Le CICR concentre son action sur certaines régions du pays telles que le Khyber Pakhtunkhwa, les zones tribales sous administration fédérale, la partie du Cachemire sous administration pakistanaise et le Baloutchistan, où il prend part aux opérations de secours en faveur des sinistrés, tout en continuant de prêter assistance aux victimes de la violence armée. Nous poursuivons notamment nos activités en faveur de plus de 200 000 personnes déplacées en raison des affrontements dans le nord-ouest du pays.

Pour le CICR, le principal problème à l’heure actuelle est clairement le manque d’accès. Il y a, bien sûr, des problèmes de sécurité liés à la criminalité et des contraintes logistiques, qui font qu’il est impossible de déployer sans encombre tout le personnel nécessaire sur le terrain. Toutefois, les principaux obstacles qui entravent les activités humanitaires sont dus à des restrictions imposées par les autorités.

Les difficultés d’accès auxquelles se heurtent les spécialistes expatriés qui s’efforcent de venir en aide aux sinistrés limitent considérablement les mesures que nous pouvons prendre, notamment pour renforcer la capacité du Croissant-Rouge du Pakistan de fournir des secours. En outre, le manque d’accès provoque une méfiance et un ressentiment généralisés à l’égard des organisations humanitaires, en particulier les organisations internationales, considérées comme inefficaces ou comme obéissant à des impératifs politiques ou de sécurité.
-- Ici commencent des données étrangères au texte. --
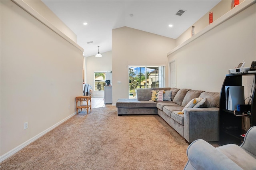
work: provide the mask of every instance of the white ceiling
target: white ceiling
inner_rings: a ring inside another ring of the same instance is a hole
[[[77,43],[88,57],[98,53],[98,46],[100,53],[111,51],[112,30],[125,26],[176,39],[220,1],[42,2],[77,35]],[[180,9],[186,11],[181,16],[175,15]],[[84,22],[88,24],[84,25]],[[94,42],[87,43],[90,41]]]

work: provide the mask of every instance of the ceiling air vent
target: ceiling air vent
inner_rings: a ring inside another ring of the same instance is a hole
[[[179,11],[177,12],[176,15],[178,15],[179,16],[181,16],[185,11],[186,11],[185,10],[179,10]]]

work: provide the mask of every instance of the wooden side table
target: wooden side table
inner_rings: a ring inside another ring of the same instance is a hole
[[[89,96],[78,96],[76,97],[76,114],[78,113],[78,109],[81,109],[81,111],[82,111],[82,109],[85,109],[87,111],[87,113],[89,111],[89,108],[91,109],[92,111],[92,100],[91,100],[91,95]],[[90,105],[88,104],[88,101],[90,101]],[[78,102],[80,101],[80,105],[78,106]],[[86,101],[86,105],[82,105],[82,101]]]

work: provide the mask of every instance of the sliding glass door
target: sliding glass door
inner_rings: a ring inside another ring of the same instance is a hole
[[[130,98],[136,98],[136,89],[164,87],[164,66],[130,66]]]

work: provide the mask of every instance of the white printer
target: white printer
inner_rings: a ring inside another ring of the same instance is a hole
[[[246,73],[250,71],[250,67],[244,67],[244,65],[245,63],[243,62],[240,63],[237,68],[228,70],[229,74],[234,74],[238,73]]]

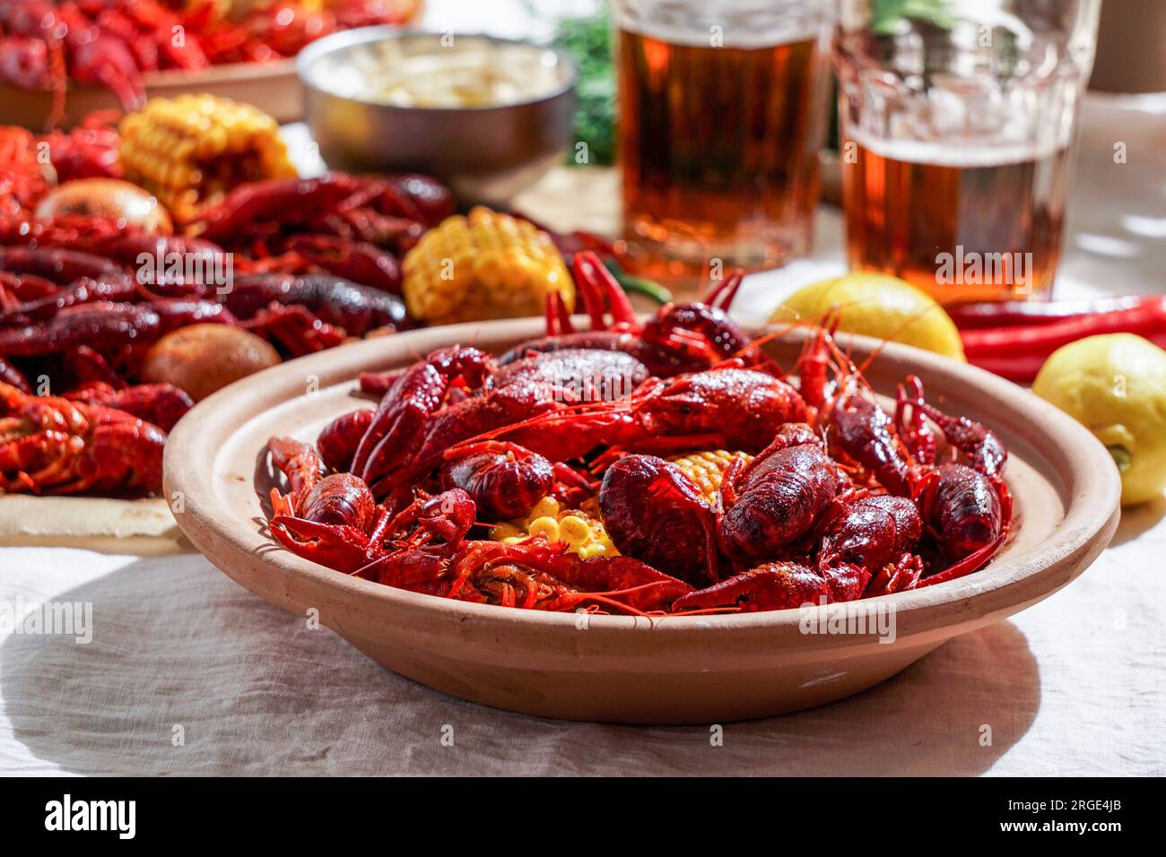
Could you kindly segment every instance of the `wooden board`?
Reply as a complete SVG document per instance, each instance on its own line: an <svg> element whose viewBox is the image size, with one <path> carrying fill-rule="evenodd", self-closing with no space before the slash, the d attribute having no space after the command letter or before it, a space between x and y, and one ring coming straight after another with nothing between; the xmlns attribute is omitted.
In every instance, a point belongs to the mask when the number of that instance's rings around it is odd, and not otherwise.
<svg viewBox="0 0 1166 857"><path fill-rule="evenodd" d="M204 71L152 71L143 78L148 98L208 92L252 104L281 124L303 118L303 90L295 75L294 59L213 65ZM0 125L22 125L31 131L41 131L51 108L51 92L0 83ZM94 110L120 111L121 105L113 92L103 86L71 85L61 127L76 125Z"/></svg>
<svg viewBox="0 0 1166 857"><path fill-rule="evenodd" d="M0 496L0 546L153 556L191 550L164 500Z"/></svg>

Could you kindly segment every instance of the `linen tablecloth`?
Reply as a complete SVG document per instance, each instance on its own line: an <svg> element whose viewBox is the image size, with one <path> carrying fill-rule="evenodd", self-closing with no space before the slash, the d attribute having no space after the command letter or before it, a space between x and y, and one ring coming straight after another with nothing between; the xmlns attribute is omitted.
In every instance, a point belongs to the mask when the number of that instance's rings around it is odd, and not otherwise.
<svg viewBox="0 0 1166 857"><path fill-rule="evenodd" d="M1095 98L1086 119L1058 294L1161 291L1166 104ZM837 212L821 212L817 246L750 278L743 319L843 269ZM719 745L707 726L569 723L445 696L197 555L0 549L0 617L92 609L87 644L0 623L0 773L1161 774L1164 515L1166 500L1128 511L1093 568L1012 620L850 700L725 724Z"/></svg>

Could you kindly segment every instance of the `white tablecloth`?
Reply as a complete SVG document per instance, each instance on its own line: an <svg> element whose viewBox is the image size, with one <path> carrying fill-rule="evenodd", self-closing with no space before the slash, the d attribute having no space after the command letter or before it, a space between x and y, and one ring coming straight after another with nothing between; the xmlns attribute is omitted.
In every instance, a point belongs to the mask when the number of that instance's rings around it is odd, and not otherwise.
<svg viewBox="0 0 1166 857"><path fill-rule="evenodd" d="M1138 105L1088 106L1060 296L1164 288L1166 105ZM751 278L744 315L841 271L840 237L823 211L815 258ZM0 631L0 773L1161 774L1164 514L1166 500L1128 512L1091 569L1012 620L851 700L729 724L723 746L705 728L567 723L444 696L201 556L0 549L0 607L92 605L89 644Z"/></svg>

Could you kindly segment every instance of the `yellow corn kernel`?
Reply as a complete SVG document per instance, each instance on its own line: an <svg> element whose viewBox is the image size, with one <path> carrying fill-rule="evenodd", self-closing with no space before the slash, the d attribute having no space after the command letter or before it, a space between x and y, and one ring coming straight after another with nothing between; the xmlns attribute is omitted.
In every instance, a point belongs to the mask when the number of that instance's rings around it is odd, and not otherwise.
<svg viewBox="0 0 1166 857"><path fill-rule="evenodd" d="M543 497L536 504L534 508L531 510L531 514L527 515L527 520L534 520L536 518L557 518L559 517L559 500L554 497Z"/></svg>
<svg viewBox="0 0 1166 857"><path fill-rule="evenodd" d="M590 545L584 545L578 550L581 560L591 560L596 556L603 556L606 553L607 553L607 547L599 542L591 542Z"/></svg>
<svg viewBox="0 0 1166 857"><path fill-rule="evenodd" d="M674 456L670 461L680 468L684 476L696 484L704 497L704 501L711 506L716 500L717 492L721 490L721 482L724 479L725 471L735 458L750 462L753 459L753 456L747 452L730 452L724 449L716 449Z"/></svg>
<svg viewBox="0 0 1166 857"><path fill-rule="evenodd" d="M480 205L426 232L401 267L409 312L436 324L542 315L555 291L568 308L575 303L550 236Z"/></svg>
<svg viewBox="0 0 1166 857"><path fill-rule="evenodd" d="M490 528L491 541L506 541L507 539L524 538L522 531L513 524L496 524Z"/></svg>
<svg viewBox="0 0 1166 857"><path fill-rule="evenodd" d="M295 176L276 121L229 98L152 98L121 120L119 132L126 178L156 196L180 223L241 182Z"/></svg>
<svg viewBox="0 0 1166 857"><path fill-rule="evenodd" d="M592 538L592 529L578 515L563 515L559 519L559 534L571 547L577 547Z"/></svg>
<svg viewBox="0 0 1166 857"><path fill-rule="evenodd" d="M559 521L554 518L535 518L527 527L531 535L543 535L547 541L559 541Z"/></svg>

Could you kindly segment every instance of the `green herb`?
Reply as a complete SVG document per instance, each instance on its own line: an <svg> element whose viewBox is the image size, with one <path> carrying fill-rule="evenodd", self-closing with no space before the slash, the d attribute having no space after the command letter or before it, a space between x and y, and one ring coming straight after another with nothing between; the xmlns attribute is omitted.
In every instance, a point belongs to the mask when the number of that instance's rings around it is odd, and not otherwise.
<svg viewBox="0 0 1166 857"><path fill-rule="evenodd" d="M567 51L578 66L575 92L576 145L567 153L569 166L606 166L616 160L616 66L611 45L611 23L606 3L590 17L559 21L555 44ZM585 160L578 143L585 143Z"/></svg>
<svg viewBox="0 0 1166 857"><path fill-rule="evenodd" d="M655 280L628 274L614 259L605 259L603 264L611 272L611 275L616 278L617 282L624 287L624 291L646 295L661 305L672 301L672 291Z"/></svg>
<svg viewBox="0 0 1166 857"><path fill-rule="evenodd" d="M955 26L949 0L872 0L871 29L880 36L900 33L907 20L926 21L941 29Z"/></svg>

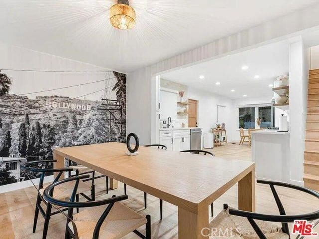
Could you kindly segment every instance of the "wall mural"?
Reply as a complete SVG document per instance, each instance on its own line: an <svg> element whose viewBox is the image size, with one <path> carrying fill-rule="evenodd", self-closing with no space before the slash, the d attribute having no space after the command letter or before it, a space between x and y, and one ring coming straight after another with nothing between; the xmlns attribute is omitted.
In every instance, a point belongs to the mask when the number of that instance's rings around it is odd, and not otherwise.
<svg viewBox="0 0 319 239"><path fill-rule="evenodd" d="M48 71L14 74L15 71L19 70L0 70L0 186L38 177L36 173L21 171L20 164L52 159L55 147L125 142L125 74ZM15 76L12 77L10 73ZM39 90L32 82L34 76L51 73L63 77L58 85L62 86L55 87L54 81L47 81ZM68 84L76 81L74 74L78 73L85 74L85 80ZM95 74L93 79L96 79L96 74L101 73L102 79L90 80L90 74ZM30 74L33 76L31 78ZM22 76L21 79L17 76ZM69 77L71 80L68 80ZM26 78L31 80L25 82ZM29 92L15 94L14 84L27 84Z"/></svg>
Afin de garantir l’efficacité de notre action, nous faisons tout ce qui est nécessaire pour que les opérations que nous menons en partenariat avec les Sociétés nationales de la Croix-Rouge et du Croissant-Rouge soient reconnues comme étant de nature exclusivement humanitaire. L’indépendance qui guide l’action du CICR – un principe essentiel pour fournir une aide impartiale dictée uniquement par les besoins – doit être pleinement reconnue par les autorités. Nous devons en particulier avoir un accès suffisant aux personnes touchées par la violence armée et les inondations, où qu’elles se trouvent, pour être en mesure de leur venir en aide.

Les nouvelles récentes sur le Pakistan sont davantage axées sur les conditions de sécurité que sur les inondations. Quel est l’impact des mauvaises conditions de sécurité sur les opérations de secours du CICR en faveur des sinistrés ?

La situation sur le plan de la sécurité a un impact beaucoup plus grand et immédiat pour la population pakistanaise que pour les organisations humanitaires.

Cela étant, il est vrai que les travailleurs humanitaires au Pakistan sont exposés à de sérieux dangers du fait de la criminalité et de l’hostilité liée à des considérations d’ordre politique. Personne ne peut venir en aide aux victimes de la violence armée et aux sinistrés dans le pays sans qu’un minimum de sécurité soit garanti.

Néanmoins, comme la mission du CICR consiste à travailler dans les conflits armés et autres situations de violence à travers le monde, nous avons mis en place des procédures très strictes pour assurer la sécurité de nos collaborateurs, même dans les situations les plus instables. Au Pakistan, le CICR est bien connu en raison de l’action qu’il mène depuis plusieurs décennies en faveur des personnes touchées par des conflits armés et autres formes de violence, et par des catastrophes naturelles. Du fait de notre longue présence dans le pays, nos activités et nos priorités humanitaires sont totalement transparentes et bien comprises. Nous tenons le gouvernement et les organismes chargés de la sécurité régulièrement informés des activités que nous prévoyons de mener et nous n’entreprenons rien tant que notre action et nos méthodes de travail ne sont pas comprises et acceptées.

Nous sommes convaincus qu’une opération humanitaire véritablement impartiale et efficace, qui n’a d’autre priorité que celle d’aider la population, est une condition sine qua non pour être acceptés et respectés par la population sur le terrain.